Thursday, 11 July 2024

The rise & rise of the Paralympics - by Robin Scott-Elliot



That the Paralympics rose out of such a dark place, from the ashes of the Second World War, wounded men and a fugitive from the Nazis, says much. From its humble beginnings on the lawns of a Buckinghamshire hospital it has become one of the great global sporting events, shining a light on how sport, and Paralympic sport in particular, can be a force for good.

On 29 July 1948 at Stoke Mandeville, 16 men and women were pushed from their wards in cumbersome wheelchairs to take part in an archery competition. It was the same day as the opening ceremony of the London Olympics.

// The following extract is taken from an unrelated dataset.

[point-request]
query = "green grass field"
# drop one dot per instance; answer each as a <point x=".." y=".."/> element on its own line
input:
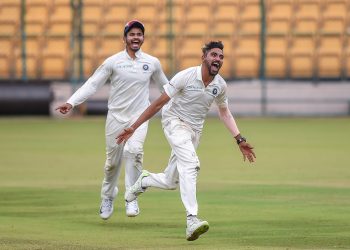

That’s where it began, and this is what it’s become. On 28 August, 4,400 athletes from around the world will gather in Paris for the 18th summer Paralympics to compete for 549 gold medals across 22 sports. There will be athletes in wheelchairs, there will be athletes who are blind, athletes with cerebral palsy, athletes who run on blades. Channel 4, the Games broadcaster, like to call them the Super Humans and when you watch the blade-runners compete in the 100m, the blue ribband event of any Games, it’s impossible to disagree. But they’re also a bit of everything.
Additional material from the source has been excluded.